Can you expand a bit and/or point me to some additional resources? I will likely need to provide recommendation to a director for this within a week or so and would like to have a firm understanding on what I am recommending.
 
Two arresters at each open point, one elbow arrester and one parking stand arrester. Cheap insurance against costly repairs.
 
I have continued my research on this topic and have found great information, but still have some questions/concerns.

I've found that we don't use them currently, due to the fact the doubled wave magnitude ends up being around 60kV, and the transformer BILs are 95kV (for the 12kV system). Therefore the transformers should be protected without the use of an open point arrester.

However, I spoke with some companies who suggest that there's more to it than just BIL, and that the cable itself could suffer degradation from even 60kV (deficiencies in the cable could be exploited over time; not in one incident, but over time they could end up failing). However I can not locate any data to verify this. Thoughts?
 
I agree. Who knows what the BIL is of a cable that's been in the ground treeing for 20 years, or the splices and elbows that may not have been installed quite up to spec.
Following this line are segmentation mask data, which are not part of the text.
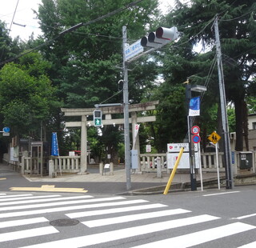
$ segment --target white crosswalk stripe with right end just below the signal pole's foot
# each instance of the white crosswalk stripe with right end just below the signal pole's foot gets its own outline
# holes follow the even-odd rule
[[[86,197],[88,198],[88,197]],[[32,208],[46,207],[46,206],[59,206],[59,205],[74,205],[90,202],[109,202],[115,200],[123,200],[123,197],[113,197],[113,198],[94,198],[89,200],[77,200],[77,201],[66,201],[66,202],[50,202],[50,203],[41,203],[41,204],[31,204],[31,205],[21,205],[21,206],[5,206],[0,207],[0,211],[10,211],[10,210],[26,210]],[[29,203],[29,202],[28,202]]]

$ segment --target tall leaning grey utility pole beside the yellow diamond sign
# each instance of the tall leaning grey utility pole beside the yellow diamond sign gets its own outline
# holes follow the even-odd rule
[[[218,86],[219,86],[219,97],[222,110],[222,130],[223,130],[223,140],[224,140],[224,157],[225,157],[225,170],[226,170],[226,189],[234,189],[234,179],[231,164],[231,149],[230,149],[230,132],[228,126],[228,119],[226,114],[226,93],[224,84],[224,75],[222,67],[222,51],[221,42],[219,39],[218,31],[218,16],[216,16],[214,21],[214,32],[215,32],[215,44],[218,62]]]

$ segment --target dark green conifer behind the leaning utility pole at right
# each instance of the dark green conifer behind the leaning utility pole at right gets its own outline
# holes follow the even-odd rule
[[[164,61],[164,66],[170,68],[169,74],[194,75],[195,83],[202,82],[203,77],[208,76],[206,72],[209,72],[210,66],[208,62],[198,60],[198,54],[194,52],[193,48],[198,42],[202,42],[204,46],[210,49],[207,52],[208,57],[214,58],[211,55],[215,53],[214,31],[211,30],[211,26],[216,14],[218,14],[226,100],[234,103],[237,133],[236,150],[243,150],[243,132],[246,131],[245,98],[247,94],[250,94],[248,90],[254,84],[252,79],[256,73],[256,52],[254,50],[256,46],[254,14],[256,3],[251,0],[239,2],[232,0],[210,2],[192,0],[189,4],[182,4],[179,1],[176,3],[175,9],[166,16],[166,22],[169,26],[178,26],[178,30],[182,31],[184,36],[179,43],[178,54],[172,50],[174,55]],[[182,57],[186,62],[174,65],[175,56]],[[185,70],[186,67],[190,69]],[[194,68],[194,72],[191,70],[192,68]],[[187,74],[187,71],[190,71],[191,74]],[[217,85],[217,77],[215,78],[214,82]],[[215,96],[218,95],[216,86],[210,85],[210,89]],[[214,99],[216,98],[214,97]]]

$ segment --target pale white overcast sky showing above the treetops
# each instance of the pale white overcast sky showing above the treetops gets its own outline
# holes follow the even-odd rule
[[[168,6],[174,4],[174,0],[158,1],[161,2],[161,10],[163,12]],[[23,41],[26,41],[32,32],[34,32],[35,38],[40,34],[38,20],[32,10],[37,11],[39,3],[41,3],[41,0],[0,0],[0,19],[6,22],[8,29],[10,28],[10,36],[12,38],[19,36]],[[16,6],[17,10],[14,14]],[[10,27],[13,17],[14,21]]]

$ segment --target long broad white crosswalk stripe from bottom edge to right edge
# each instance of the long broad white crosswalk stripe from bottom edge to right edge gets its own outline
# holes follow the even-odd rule
[[[218,238],[224,238],[230,235],[239,234],[247,230],[252,230],[256,226],[251,226],[241,222],[232,223],[226,226],[219,226],[208,230],[198,231],[192,234],[186,234],[174,238],[167,238],[157,242],[147,243],[133,248],[186,248],[210,242]],[[255,247],[255,246],[254,246]]]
Cheap insurance to help keep the lights on.
 
From a high level perspective, you can think of the potential damage of a lightning surge to underground cable like someone driving a nail through wood. If you tap the hammer lightly, it takes many, many shots before the nail goes through the wood. If you use a heavy swing you might be able to do it in one or two strikes.

Cable has a similar withstand to surges. It can tolerate many smaller surges and have negligible effect on its performance, but it is still degrading slightly. If you get one or two high magnitude surges, it may fail the cable.

Hopkinson of GE published a paper on this in the 1980s. I think Mashikian and one of his grad students did another paper on it a little later, maybe the early 1990s.
 
Stevenal, is it cheap insurance if the benefit is rarely seen? The reason I ask, is that we've been NOT using elbow arresters on 12kV URD systems for probably 15 years or more, and there really hasn't been many issues. However, it's impossible to say what state the cable is in at this point. I've spoken to several contacts who say that generally arresters are not needed on 12-15k URD systems, and that most utilities do NOT use them on such systems. Then I talk to someone else who is amazed that we don't.

Having a tough time coming up with a decision on this matter. It's one thing to recommend we start using them; it's another thing to have to be able to actually justify that decision.
 
Look at the cost of a single UG failure. Crew time to locate, dig, splice, restore the ground; material costs, vehicle and equipment costs, overhead. I think you can justify a few arresters on cost alone.
 
jghrist,

I have no data, but I don't believe it's very high. I'm more aware failures at the riser pole arresters, which are exposed to the weather. Point taken, though; arresters cause as well as prevent outages. An arrester failure is quickly addressed, though. Cable failures are not.

atlbraves49,

Yes. Remember risk equals impact times probability. Even low probability events can have high risk if the impact is high enough; and UG cable failures are high impact.